This quote from a long New York Times article on Google is highly relevant:
"The self-driving algorithms do not work because there has been some breakthrough in artificial intelligence; they run on maps. Every road that Google’s robo-cars drive on was first surveyed by a human-driven pilot car outfitted with sensors accurate enough to measure the thickness of the painted lines in the middle of the road. Every detail of the road has been mapped beforehand. According to Peter Norvig, Google’s head of research, it’s a hard problem for computer vision and artificial intelligence to pick a traffic light out of a scene and determine if it is red, yellow or green. But it is trivially easy to recognize the color of a traffic light that you already know is there."
So Google self driving cars run in a virtual environment prebuilt for them by their street view cars being manually driven, with sensor input to fill in the realtime data variables (people, other cars, traffic light state). Brilliant!
I don't see "Google needs to pre-map the route" as a hurdle at all. Even if Google had never been in my area, I would not mind one bit having to do my daily commute manually for a week while the car builds more and more detailed maps of the route, if it saved me the hassle of the commute for months thereafter.
Plus, every time the automatic car goes over the road, it's presumably checking its prior maps and flagging any anomalies from its preset mission. It still needs to recognize a new stop sign, but if a stop sign disappears, it will stop anyway while waiting for an answer on "was it was taken out on purpose, or did some kids steal it?".
This is the basis of the SLAM algorithms (SLAM = simultaneous localization and mapping). As you say, if we all had these cars, we'd quickly know about changes. Of course, the hard problem is finding the new lights, but if this was to become mainstream I think a lot of things would change. For example, if a town decides to install a red light, they don't just install one, they register it in a national database.
If the car could map the route automatically, then it wouldn't need the pre-map in the first place. The problem is that creating the map routes currently requires expert human attention. Driving your daily commute manually for a week won't do any good.
Yes, it is clear that the Google system needs quite a lot of data about the roads it is driving on. But given those roads with a high amount of detail, the Google system can (from my understanding) support keying in an arbitrary destination.
I may be reading too much into this, but when I read "test route" in the article, it gave me the impression that the Volvo approach is sort of like a train without the tracks -- only able to follow a pre-programmed route from point A to point B.
No, they picked a test route to be decently representative and allow them to setup their tests correctly. It is not an A to B thing. role_v's comment is a pretty good explanation https://news.ycombinator.com/item?id=7698495
Our aim is for the car to be able to handle all possible traffic scenarios by itself, including leaving the traffic flow and finding a safe ‘harbour’ if the driver for any reason is unable to regain control,” explains Erik Coelingh, Technical Specialist at Volvo Car Group.
In addition to what other’s have said it stuck me as very important that Volvo is having customers, not employees drive these cars.
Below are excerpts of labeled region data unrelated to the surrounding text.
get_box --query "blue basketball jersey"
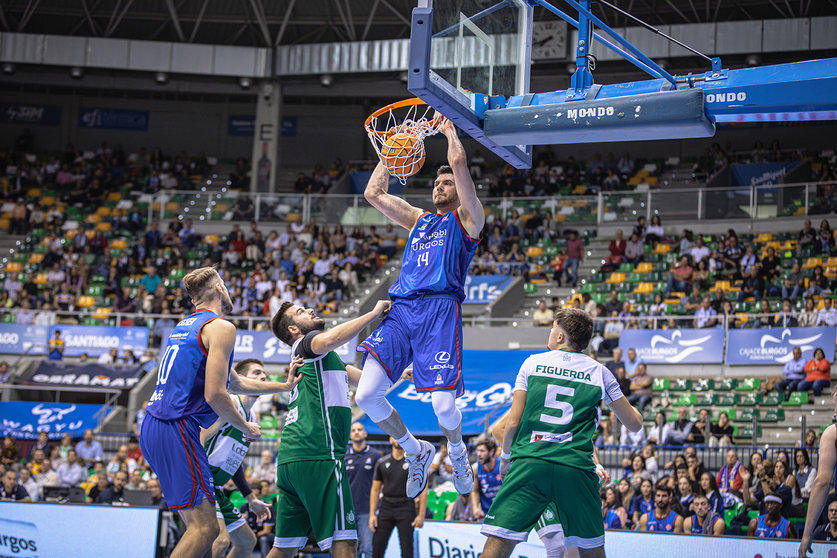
[477,459,503,513]
[147,310,233,428]
[648,509,677,533]
[756,515,790,539]
[389,211,479,302]
[604,509,622,529]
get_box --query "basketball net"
[364,98,445,184]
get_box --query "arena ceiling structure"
[0,0,837,102]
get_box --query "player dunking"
[355,120,485,498]
[482,309,642,558]
[140,267,296,558]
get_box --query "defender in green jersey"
[481,309,642,558]
[201,358,302,558]
[268,300,391,558]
I imagine they react very differently, and will be better at simulating what the real world is like.
lane following, speed adaption, and merging traffic all by themselves
Well, that's better than most human Volvo drivers can do, by my experience. Whenever I see a car make a bone-headed move in traffic, chances are it's a Volvo.
Very interested in this space and how it will end up. We have a big emotional attachment to cars evidenced by the fact that the annual cost of taking taxis everywhere is probably cheaper than the annual costs of owning a car if you live in a city. NYC habitants have probably made this transition already.
SO if we end up with self driving taxis then this form of transport will become ridiculously cheap as the driver's salary is now eliminated. The rationale to own a car will become harder to justify.
Also I read recently that our actual usage of cars is very low over a year. This means huge inefficiency. There is plenty of spare capacity per car to do alot more journeys. If we all start taking self driving taxis that run 24x7 in a few years time where does that leave the car companies. One assumes with far fewer car sales. Are they shooting themselves in the foot?
> We have a big emotional attachment to cars evidenced by
> the fact that the annual cost of taking taxis everywhere
> is probably cheaper than the annual costs of owning a
> car if you live in a city
I don't think that's true of most cities. Definitely not true of London.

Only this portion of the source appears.